James Madison Papers

To James Madison from William Grayson, 14 October 1785

From William Grayson

New York Octob. 14th. 1785.

Dear Sir.

I have recieved your letter dated at Philada. & shall forward the in-closure to France in the manner you direct.1 Since your departure, we have been under great anxiety for the fate of Mr. Hardy. On a party to Haerlem heights about ten days ago, he unfortunately bursted a blood vessel, and from frequent hemorrhages, has been in extreme danger till about three days ago, when matters have taken rather a more favorable turn. He has requested me to inform you of his desire to get a seat in the executive Council if practicable, as he thinks the climate of his own country will be more suitable to the situation of his health. He is the more anxious to have this done, as it is not only his own opinion but that of his Physicians, that he will never from the nature of the complaint, be proper for the bar; or indeed for any kind of violent public speaking. He desires you will do him the favor of shewing this to the Speaker & taking such measures as you may deem adviseable.2

Nothing new has taken effect since you left this, except that Congress have had information of war being declared by the regency of Algiers agt. these U. S. I am afraid the information is too true: however I will write you again on this subject, the moment the news is confirmed in such a manner as to admit of no doubt.

The suspicion here is that our friends the Brittish have done us this favor in order to make it indispensably necessary for us to imploy their vessels. Perhaps the Spaniards on making peace with the Algerines might wish that their arms might be turned agt. us. The Secy. for foreign affairs is for war with these pirates; but I cannot see the policy of this, & think we had better follow the scandalous example of the European powers, & make peace with them as soon as we can.3

Nothing has transpired from Adams, respecting the subject we were talking of, since you left this.4

The Report of the Secy. for foreign affairs, respecting Consuls has been recommitted, & he has made another report, principall[y] recommending the vesting the American Ministers with Consular Powers—& giving them extensive limits, where they will have deputies.5 I shall be obliged to you to let me know as soon as you can conveniently what are your sentiments respecting the price of the Western lands: is a dollar too high all circumstances considered?
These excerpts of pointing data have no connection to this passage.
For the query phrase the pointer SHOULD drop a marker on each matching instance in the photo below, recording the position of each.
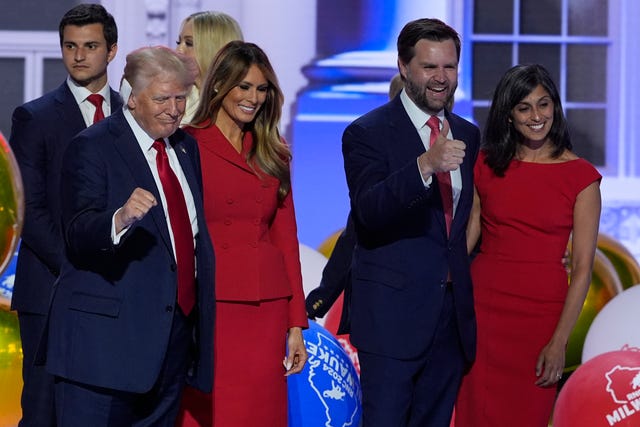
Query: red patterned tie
(181, 227)
(444, 178)
(96, 99)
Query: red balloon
(604, 391)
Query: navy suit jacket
(336, 279)
(403, 255)
(112, 307)
(40, 133)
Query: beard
(418, 94)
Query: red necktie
(444, 178)
(96, 99)
(181, 227)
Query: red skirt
(250, 388)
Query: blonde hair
(146, 63)
(269, 153)
(211, 31)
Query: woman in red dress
(260, 310)
(532, 194)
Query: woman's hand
(297, 354)
(550, 364)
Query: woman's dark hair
(501, 139)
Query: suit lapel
(218, 144)
(409, 141)
(68, 110)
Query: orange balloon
(11, 208)
(10, 369)
(605, 284)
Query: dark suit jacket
(336, 279)
(40, 134)
(402, 254)
(112, 308)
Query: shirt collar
(416, 115)
(80, 93)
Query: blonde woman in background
(202, 35)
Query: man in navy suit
(412, 317)
(40, 133)
(120, 340)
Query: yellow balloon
(11, 218)
(10, 369)
(623, 261)
(326, 247)
(11, 207)
(605, 284)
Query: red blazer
(255, 239)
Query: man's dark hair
(425, 28)
(85, 14)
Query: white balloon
(312, 263)
(616, 326)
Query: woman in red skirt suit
(260, 310)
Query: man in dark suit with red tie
(411, 191)
(132, 312)
(40, 133)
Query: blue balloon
(327, 392)
(6, 279)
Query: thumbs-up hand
(443, 156)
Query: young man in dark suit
(409, 167)
(40, 133)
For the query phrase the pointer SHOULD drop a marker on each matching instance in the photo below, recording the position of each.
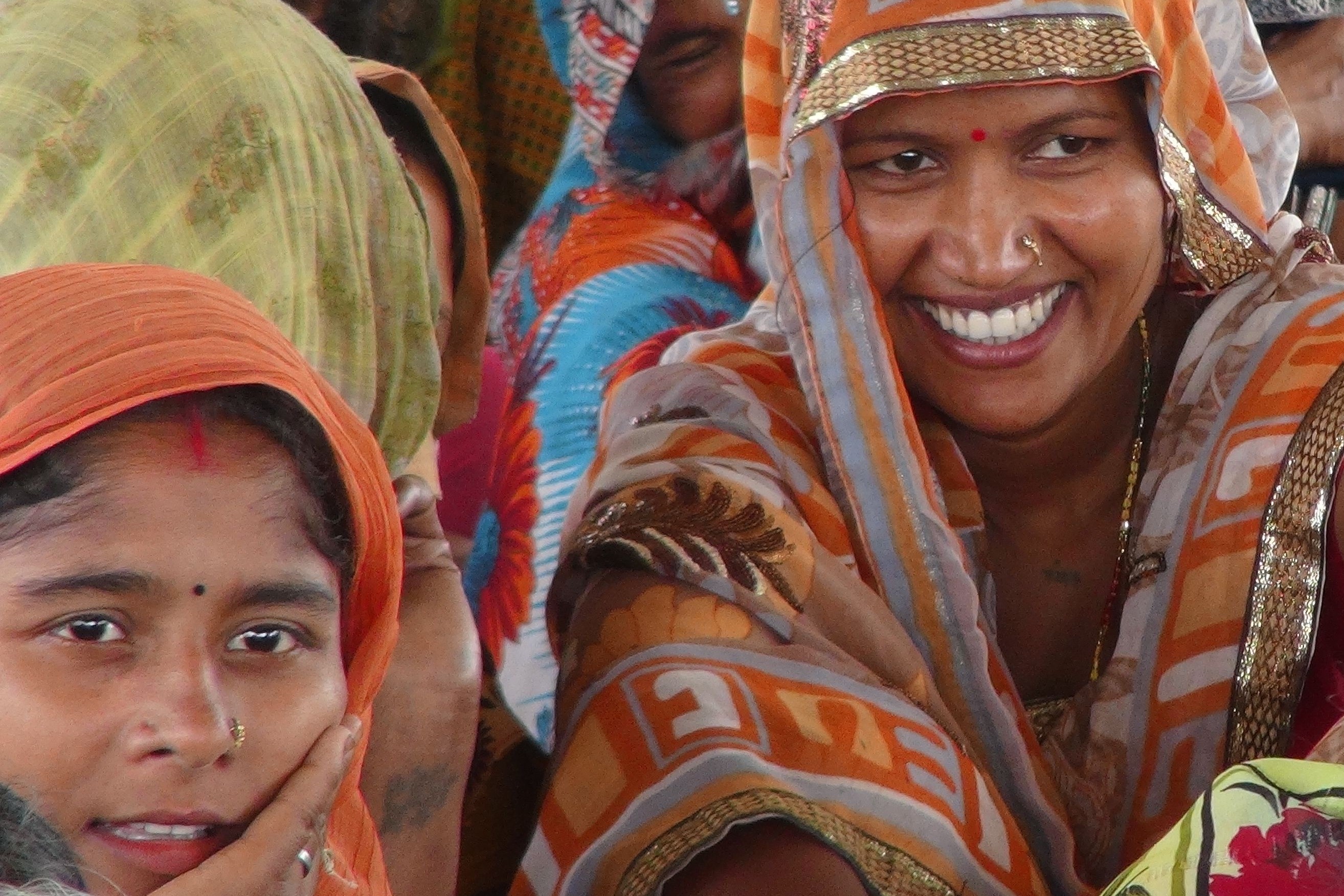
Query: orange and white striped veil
(1226, 147)
(843, 675)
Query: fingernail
(352, 725)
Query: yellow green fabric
(226, 138)
(492, 78)
(1272, 826)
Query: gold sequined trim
(960, 54)
(679, 524)
(1283, 609)
(1046, 714)
(885, 869)
(1216, 245)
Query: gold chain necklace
(1127, 508)
(1045, 712)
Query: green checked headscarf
(225, 138)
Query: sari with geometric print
(815, 636)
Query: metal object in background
(1316, 207)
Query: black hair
(31, 849)
(63, 468)
(397, 31)
(405, 127)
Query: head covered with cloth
(232, 139)
(803, 483)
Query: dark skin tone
(945, 186)
(690, 69)
(1047, 437)
(424, 731)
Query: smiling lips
(144, 831)
(168, 845)
(999, 325)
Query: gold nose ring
(240, 734)
(1034, 248)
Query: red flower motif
(1302, 855)
(506, 597)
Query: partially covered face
(948, 186)
(178, 588)
(690, 68)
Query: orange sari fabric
(84, 343)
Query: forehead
(1009, 106)
(146, 485)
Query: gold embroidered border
(1216, 245)
(1283, 609)
(885, 869)
(960, 54)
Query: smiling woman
(996, 539)
(199, 563)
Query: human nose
(185, 715)
(980, 241)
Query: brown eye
(1065, 147)
(264, 640)
(91, 631)
(904, 163)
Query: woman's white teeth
(147, 831)
(1003, 324)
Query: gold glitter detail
(805, 25)
(1281, 613)
(885, 869)
(960, 54)
(1045, 715)
(679, 524)
(1216, 245)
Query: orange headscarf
(84, 343)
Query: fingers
(264, 859)
(413, 496)
(425, 546)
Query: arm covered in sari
(724, 663)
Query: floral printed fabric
(1268, 828)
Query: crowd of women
(895, 455)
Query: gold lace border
(1285, 594)
(883, 868)
(981, 53)
(1214, 245)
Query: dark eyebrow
(305, 595)
(108, 582)
(662, 43)
(1049, 123)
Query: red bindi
(197, 436)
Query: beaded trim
(1214, 245)
(960, 54)
(1284, 603)
(883, 868)
(1213, 242)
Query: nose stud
(240, 734)
(1034, 248)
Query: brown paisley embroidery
(658, 415)
(70, 148)
(1317, 245)
(156, 27)
(238, 158)
(678, 524)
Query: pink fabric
(1323, 692)
(467, 453)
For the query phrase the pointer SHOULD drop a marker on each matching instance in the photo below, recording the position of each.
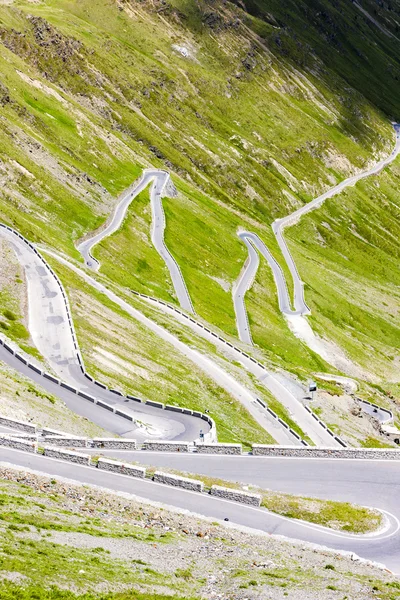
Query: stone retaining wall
(48, 431)
(167, 446)
(176, 481)
(117, 467)
(18, 444)
(67, 442)
(219, 448)
(314, 452)
(116, 443)
(19, 425)
(76, 457)
(236, 495)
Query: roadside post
(312, 388)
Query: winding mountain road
(278, 226)
(369, 483)
(160, 183)
(50, 325)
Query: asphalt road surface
(359, 482)
(160, 181)
(253, 241)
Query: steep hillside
(255, 108)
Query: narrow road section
(160, 184)
(252, 242)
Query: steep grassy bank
(61, 541)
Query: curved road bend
(164, 424)
(383, 547)
(308, 424)
(300, 306)
(245, 281)
(160, 181)
(51, 334)
(279, 225)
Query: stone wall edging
(68, 455)
(236, 495)
(124, 469)
(18, 444)
(177, 481)
(18, 425)
(230, 449)
(324, 452)
(166, 446)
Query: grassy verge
(123, 353)
(341, 516)
(63, 541)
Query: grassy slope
(120, 351)
(21, 399)
(251, 126)
(341, 516)
(348, 255)
(51, 532)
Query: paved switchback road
(368, 485)
(49, 326)
(160, 184)
(278, 226)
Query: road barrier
(235, 495)
(68, 455)
(319, 452)
(209, 436)
(331, 433)
(166, 446)
(178, 481)
(18, 444)
(233, 449)
(115, 443)
(48, 431)
(67, 442)
(18, 425)
(375, 406)
(121, 468)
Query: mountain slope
(254, 108)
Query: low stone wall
(236, 495)
(219, 449)
(176, 481)
(18, 444)
(75, 457)
(314, 452)
(19, 425)
(167, 446)
(21, 435)
(66, 442)
(116, 443)
(55, 432)
(117, 467)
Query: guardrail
(331, 433)
(282, 422)
(221, 339)
(210, 436)
(375, 406)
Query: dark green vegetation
(61, 541)
(10, 591)
(341, 516)
(274, 103)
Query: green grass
(11, 591)
(341, 516)
(129, 258)
(248, 133)
(151, 368)
(45, 563)
(347, 254)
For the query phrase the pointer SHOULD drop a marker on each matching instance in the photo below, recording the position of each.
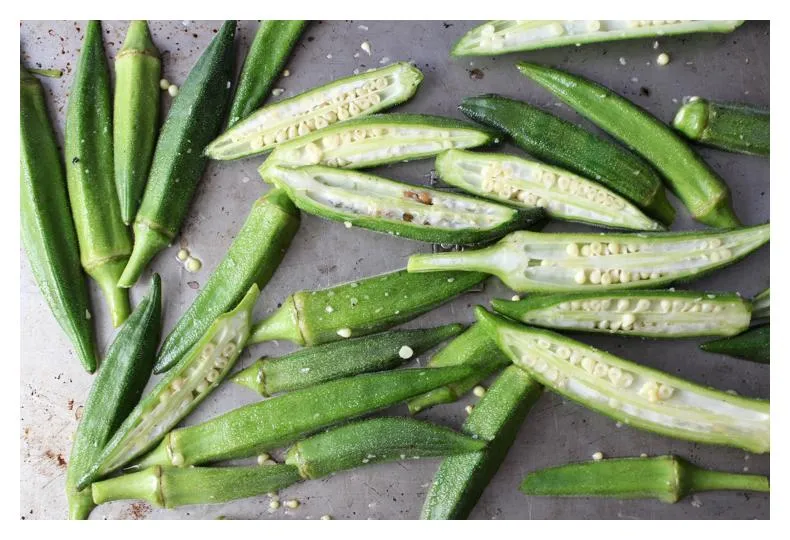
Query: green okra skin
(252, 258)
(702, 191)
(553, 140)
(377, 440)
(643, 313)
(666, 478)
(397, 208)
(362, 307)
(753, 345)
(105, 243)
(266, 58)
(630, 393)
(496, 419)
(194, 119)
(182, 389)
(315, 365)
(115, 392)
(474, 347)
(502, 37)
(46, 223)
(555, 262)
(272, 423)
(138, 70)
(735, 127)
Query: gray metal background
(53, 386)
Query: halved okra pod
(396, 208)
(633, 394)
(105, 243)
(702, 191)
(378, 140)
(314, 365)
(252, 258)
(734, 127)
(496, 419)
(46, 222)
(529, 184)
(654, 314)
(666, 478)
(135, 115)
(501, 37)
(194, 119)
(317, 109)
(195, 376)
(114, 394)
(547, 262)
(268, 53)
(361, 307)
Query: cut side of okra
(500, 37)
(530, 184)
(396, 208)
(340, 100)
(655, 314)
(636, 395)
(545, 262)
(377, 140)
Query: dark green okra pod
(666, 478)
(253, 257)
(314, 365)
(115, 392)
(46, 222)
(105, 243)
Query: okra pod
(195, 376)
(666, 478)
(362, 307)
(496, 419)
(194, 119)
(314, 365)
(105, 243)
(529, 184)
(702, 191)
(396, 208)
(502, 37)
(316, 110)
(272, 423)
(266, 58)
(734, 127)
(473, 348)
(116, 390)
(252, 258)
(135, 115)
(633, 394)
(46, 223)
(549, 262)
(653, 314)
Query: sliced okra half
(530, 184)
(654, 314)
(633, 394)
(545, 262)
(340, 100)
(396, 208)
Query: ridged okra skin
(138, 70)
(252, 258)
(666, 478)
(115, 392)
(105, 242)
(496, 419)
(194, 119)
(702, 191)
(362, 307)
(46, 223)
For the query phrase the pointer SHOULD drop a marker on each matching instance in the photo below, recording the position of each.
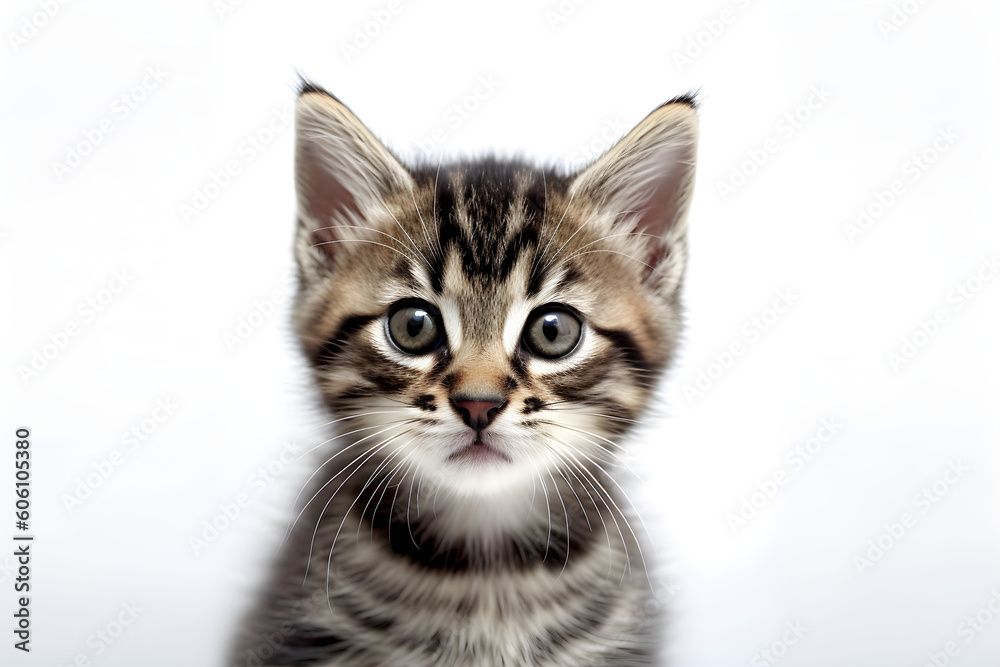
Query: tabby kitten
(483, 334)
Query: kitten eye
(552, 331)
(415, 327)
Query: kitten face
(488, 324)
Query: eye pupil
(414, 328)
(416, 323)
(550, 327)
(551, 331)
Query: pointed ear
(343, 174)
(646, 181)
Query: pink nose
(478, 414)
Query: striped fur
(402, 555)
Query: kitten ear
(646, 180)
(342, 176)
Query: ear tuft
(646, 181)
(343, 175)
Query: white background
(559, 86)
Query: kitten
(483, 335)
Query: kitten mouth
(479, 453)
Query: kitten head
(487, 322)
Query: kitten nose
(478, 413)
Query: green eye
(552, 331)
(415, 327)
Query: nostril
(477, 413)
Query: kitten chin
(484, 334)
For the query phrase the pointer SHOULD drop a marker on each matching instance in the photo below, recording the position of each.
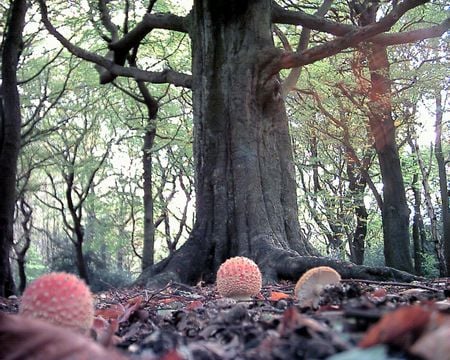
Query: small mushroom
(239, 278)
(311, 284)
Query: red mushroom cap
(310, 285)
(239, 278)
(61, 299)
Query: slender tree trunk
(435, 236)
(245, 184)
(443, 183)
(395, 211)
(357, 185)
(419, 235)
(81, 262)
(10, 122)
(149, 226)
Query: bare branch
(351, 39)
(315, 22)
(166, 76)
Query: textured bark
(10, 122)
(418, 233)
(395, 211)
(245, 187)
(357, 185)
(149, 138)
(443, 181)
(435, 237)
(245, 183)
(21, 247)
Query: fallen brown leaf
(434, 345)
(400, 327)
(32, 339)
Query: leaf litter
(354, 320)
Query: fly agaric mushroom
(310, 285)
(61, 299)
(239, 278)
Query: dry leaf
(400, 327)
(434, 345)
(32, 339)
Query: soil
(354, 320)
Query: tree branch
(315, 22)
(352, 38)
(166, 76)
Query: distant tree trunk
(10, 123)
(149, 139)
(76, 227)
(443, 181)
(245, 181)
(357, 185)
(395, 211)
(21, 247)
(435, 236)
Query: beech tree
(10, 122)
(245, 182)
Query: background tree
(245, 181)
(10, 121)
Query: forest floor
(355, 320)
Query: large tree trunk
(245, 181)
(10, 122)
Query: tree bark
(245, 181)
(443, 184)
(149, 139)
(357, 185)
(10, 123)
(395, 211)
(418, 233)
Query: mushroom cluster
(61, 299)
(311, 284)
(239, 278)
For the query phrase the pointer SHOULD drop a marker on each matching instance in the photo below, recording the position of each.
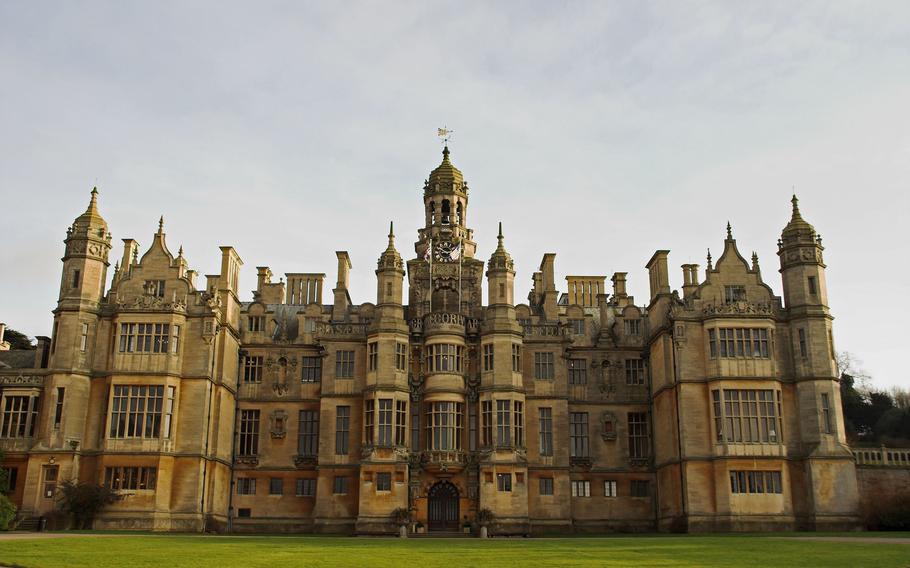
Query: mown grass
(179, 551)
By a letter from Colo. Monroe we are informed there are not above 80 families settled on the lands of the U. S.—& these have agreed to go off when Colo. Harmer shall direct them & that the Geographer & Surveyors have left Pittsburgh to execute the Ordinance.6 From yr. Affect. friend & Most Obed Servt.

Willm. Grayson

RC (DLC). Cover missing. Docketed by JM. The enclosures appear to have been letters from JM and Eliza House Trist to the Jefferson household in Paris.

1Grayson was replying to a letter from JM which has not been found. JM’s enclosed letter for forwarding to France was doubtless the message to Jefferson of 3 Oct. 1785.

2Samuel Hardy died on 17 Oct. 1785.

3Jay reported the Algerine declaration on 13 Oct. 1785. Speculating on the positive effects of a war on the U. S., Jay favored naval action against the pirates (JCC description begins Worthington Chauncey Ford et al., eds., Journals of the Continental Congress, 1774–1789 (34 vols.; Washington, 1904–37). description ends , XXIX, 833–34).

4Grayson’s comment on his letter of 8 Nov. 1785 makes it clear that “the subject” under discussion was the continental debt.

5Jay’s first and highly critical report on the French consular convention, sent to Congress in July 1785, had a wide distribution. See Washington to JM, 22 Oct. 1785. Jay’s second report is dated 13 Oct. 1785. The business dragged on until Jefferson negotiated a new convention in 1788 (Burnett, Letters description begins Edmund C. Burnett, ed., Letters of Members of the Continental Congress (8 vols.; Washington, 1921–36). description ends , VIII, 347 n.).

6No letter from Monroe which included this information is mentioned in the Journals. Congress reiterated its need for funds on 27 Sept., and the delegates present regarded the sale of western lands as necessary for a reduction of the domestic debt (JCC description begins Worthington Chauncey Ford et al., eds., Journals of the Continental Congress, 1774–1789 (34 vols.; Washington, 1904–37). description ends , XXIX, 771). Squatters had to be moved so that the sale could proceed.